10 Mart 2010


ÇOCUK-YALAN-GERÇEK-NOEL BABA


Anlamak için noel babanın hikayesini bilmeye gerek yok. Önceden çalışmaya, hazırlıklı gitmeye gerek yok.. kısacası izlemek için çok şey bilmeye gerek yok… ee film bu zaten gerek olur muydu ki? Yok işte, bunda da yok. Ama izlemek lazım işte… ne desem ki.. nerden vursam sizi de izletsem şu filmi… ama bu yazıyı okuyan kişi, ki herkes okumaz, izlemeye de meyillidir zaten..çok şey söylemeye gerek kalmayacak , belki, sanırım, galiba.., umarım..


Adamın biri neşeli bir hayat arar. Artık, der, mutlu olacağım, aslında herkesten çok da bi farkım yok be, aslında gözümde kendimi fazla küçültmüşüm.. sonra hayat ona bi güzel hareket çeker… bu da arkasını döner, hayata sesini duyurmaya korkarak söverek elleri ceplerinde, uzaklaşır…


Neden?

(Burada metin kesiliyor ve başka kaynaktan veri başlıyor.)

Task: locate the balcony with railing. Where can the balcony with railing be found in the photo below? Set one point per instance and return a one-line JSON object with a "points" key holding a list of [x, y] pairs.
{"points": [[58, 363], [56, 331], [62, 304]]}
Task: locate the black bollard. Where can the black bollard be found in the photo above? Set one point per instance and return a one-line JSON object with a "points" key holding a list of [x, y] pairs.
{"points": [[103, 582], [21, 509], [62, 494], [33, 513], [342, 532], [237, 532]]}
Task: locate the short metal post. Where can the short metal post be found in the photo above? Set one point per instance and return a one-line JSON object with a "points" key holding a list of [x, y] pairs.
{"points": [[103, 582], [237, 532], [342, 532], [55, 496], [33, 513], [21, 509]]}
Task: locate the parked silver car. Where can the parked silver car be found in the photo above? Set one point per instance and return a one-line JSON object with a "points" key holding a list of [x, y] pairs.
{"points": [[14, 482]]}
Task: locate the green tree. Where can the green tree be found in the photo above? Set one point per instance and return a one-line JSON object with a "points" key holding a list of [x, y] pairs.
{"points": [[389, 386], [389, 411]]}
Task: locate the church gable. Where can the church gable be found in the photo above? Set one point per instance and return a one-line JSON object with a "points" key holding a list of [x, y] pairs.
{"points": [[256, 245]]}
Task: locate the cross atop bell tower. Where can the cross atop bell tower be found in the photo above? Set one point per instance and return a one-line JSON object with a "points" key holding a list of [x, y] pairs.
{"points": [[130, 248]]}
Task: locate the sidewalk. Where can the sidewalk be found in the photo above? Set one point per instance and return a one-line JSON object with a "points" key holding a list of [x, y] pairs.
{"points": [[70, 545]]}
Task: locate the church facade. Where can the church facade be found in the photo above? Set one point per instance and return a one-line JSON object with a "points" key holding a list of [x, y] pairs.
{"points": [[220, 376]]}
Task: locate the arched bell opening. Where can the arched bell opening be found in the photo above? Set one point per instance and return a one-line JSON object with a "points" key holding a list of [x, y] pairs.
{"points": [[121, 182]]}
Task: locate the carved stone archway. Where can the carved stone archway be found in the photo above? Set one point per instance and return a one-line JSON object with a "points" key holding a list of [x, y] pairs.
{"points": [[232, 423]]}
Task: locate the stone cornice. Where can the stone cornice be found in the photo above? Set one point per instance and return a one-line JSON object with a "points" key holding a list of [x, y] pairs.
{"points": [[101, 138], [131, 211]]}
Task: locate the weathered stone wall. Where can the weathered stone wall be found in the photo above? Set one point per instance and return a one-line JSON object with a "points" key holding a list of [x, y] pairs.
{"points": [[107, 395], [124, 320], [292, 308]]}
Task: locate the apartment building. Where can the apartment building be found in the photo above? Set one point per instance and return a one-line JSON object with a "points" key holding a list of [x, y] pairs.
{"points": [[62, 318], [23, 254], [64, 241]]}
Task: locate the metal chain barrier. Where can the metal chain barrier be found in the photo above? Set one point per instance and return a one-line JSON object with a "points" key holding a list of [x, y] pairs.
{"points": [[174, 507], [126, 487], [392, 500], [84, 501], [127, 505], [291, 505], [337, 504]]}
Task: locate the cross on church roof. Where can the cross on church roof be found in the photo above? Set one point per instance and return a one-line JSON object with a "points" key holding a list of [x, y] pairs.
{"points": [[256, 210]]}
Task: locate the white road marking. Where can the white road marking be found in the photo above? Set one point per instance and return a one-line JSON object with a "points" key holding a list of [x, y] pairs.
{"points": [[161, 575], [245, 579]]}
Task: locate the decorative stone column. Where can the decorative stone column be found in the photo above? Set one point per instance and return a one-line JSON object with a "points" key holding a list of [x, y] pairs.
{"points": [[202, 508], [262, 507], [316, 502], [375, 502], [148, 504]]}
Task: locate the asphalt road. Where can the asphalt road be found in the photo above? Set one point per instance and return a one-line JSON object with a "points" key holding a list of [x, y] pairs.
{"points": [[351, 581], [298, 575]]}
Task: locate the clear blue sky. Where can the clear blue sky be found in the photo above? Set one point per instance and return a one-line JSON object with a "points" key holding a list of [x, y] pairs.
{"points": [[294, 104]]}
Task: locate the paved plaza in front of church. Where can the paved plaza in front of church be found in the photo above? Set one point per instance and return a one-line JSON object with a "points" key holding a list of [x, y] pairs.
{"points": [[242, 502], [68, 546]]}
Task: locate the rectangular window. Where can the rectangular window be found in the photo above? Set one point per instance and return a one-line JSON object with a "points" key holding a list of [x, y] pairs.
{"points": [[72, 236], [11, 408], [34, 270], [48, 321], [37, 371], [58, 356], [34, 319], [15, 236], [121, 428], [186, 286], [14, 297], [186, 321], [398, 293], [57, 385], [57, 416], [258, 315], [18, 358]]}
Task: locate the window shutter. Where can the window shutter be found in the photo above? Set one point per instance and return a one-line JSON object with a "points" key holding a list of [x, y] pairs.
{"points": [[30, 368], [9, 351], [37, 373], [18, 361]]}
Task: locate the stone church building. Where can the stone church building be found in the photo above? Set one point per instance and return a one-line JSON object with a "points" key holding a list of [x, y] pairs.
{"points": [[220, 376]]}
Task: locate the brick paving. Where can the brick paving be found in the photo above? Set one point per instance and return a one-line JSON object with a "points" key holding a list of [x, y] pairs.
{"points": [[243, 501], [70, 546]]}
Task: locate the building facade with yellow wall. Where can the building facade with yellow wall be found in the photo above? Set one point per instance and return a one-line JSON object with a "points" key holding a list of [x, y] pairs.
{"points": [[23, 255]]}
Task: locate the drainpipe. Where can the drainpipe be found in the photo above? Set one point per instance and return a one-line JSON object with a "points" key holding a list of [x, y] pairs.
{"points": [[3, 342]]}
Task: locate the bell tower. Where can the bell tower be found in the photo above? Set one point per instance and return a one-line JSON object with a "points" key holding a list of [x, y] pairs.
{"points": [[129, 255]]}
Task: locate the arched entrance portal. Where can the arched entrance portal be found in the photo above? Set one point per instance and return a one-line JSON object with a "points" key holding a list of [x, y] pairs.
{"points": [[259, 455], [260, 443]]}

Hayat vurmaya başlar. Aslında önceden alışkın olmalıydı bu vuruşlara, boğaz kıyısında yetişmiş yalı çocuğu değildi nihayetinde. Ne oldu o zaman? Kendi kendine engel olduğuna, bu engeli tek başına bi şekilde aşabileceğine inanmıştı.


Hani olur ya… kimseye güvenmeyerek yaşamaya alışmışsınızdır, kendinize öyle bir yaşam biçimi oluşturmuşsunuzdur. Sonra bi gün biri çıkar karşınıza ve güvenmeye başlarsınız. Sonra doğru olanı yaptığınıza kendinizi ikna edersiniz, kolayca. Ve bir gün terk edilirsiniz. O anki yıkım…


Ya da hani çocuksunuzdur. Bir büyükle konuşursunuz, diğerlerinin aksine sizi dinler, çocuk olduğunuzu size sürekli hatırlatırcasına garip sesler çıkarıp dediklerinizi tekrar etmez. Hani sizi dinler ve çok özel olduğunuzu hissettirir size ve sonunda o da sizin için çok özel oluverir… hani öyle bi çocuksu…hani bu özel olma durumu büyüklere karşı duyulan nefreti nasıl umursamazlığa dönüştürür… öyle özgüven dolu… ama sonra bi gün bu özel kişinin “çocuk olmanız” hakkında dalga geçtiğini duyarsınız… nasıl bozulursunuz. İşte öyle..
İşte öyle yıkılır bu adam da. Bütün enerjisi kesilir. Ama hayatın cilvesi, tam bu zamanında çevresindekiler enerji doludur. Uyum sağlamasını beklerler. Verdiği yaşam mücadelesi, omzundaki yükler dünyanın umrunda değildir. Tüm samimiyetler, tüm çıkar ilişkileri, insanlığı anlatır.


Sonra bir gün noel baba olur. Hayatın cilvelerinden biri, asla yapmam dediği işlerden birini yapmaktadır. Neşeli olması gerekir. Ama neşe nerde ki onda! Üstelik sürekli gülümsemesi, o meşhur hohoho kahkahasından atması gerekmektedir… çocuklarla iyi anlaşabilmelidir. Neşeli rolü yapmayı öğrenmelidir.

Öğrenir zamanla.

Gülmeye başlar. Noel baba olduğundan değil, becerebildiğinden. Yetenekli olduğundan değil… hayat işte.. bir yerden alırken, kimine bir yerden de verir, kiminde öbür yerden de alır, kimine hep verir, kiminden hep alır.

Bu son cümleyi kurabilecek biridir bizim noel babamız. Olur mu canım, insan gerçekten isterse almak için savaşmalıdır, diyememeyi öğretmiştir hayatı.
Gülümser, hatta kahkaha bile atar sonunda.

Kazanan kendisi olur. Düşmanları kaybeder. Kalbi temizdir.
O kadar inanır ki kendine, “çocukların inandığı yalanlar esasında gerçek” bile der.

Biri dediğinde kafa sallamaz, kendisi kurar bu cümleyi! O kadar inanarak söyler yani.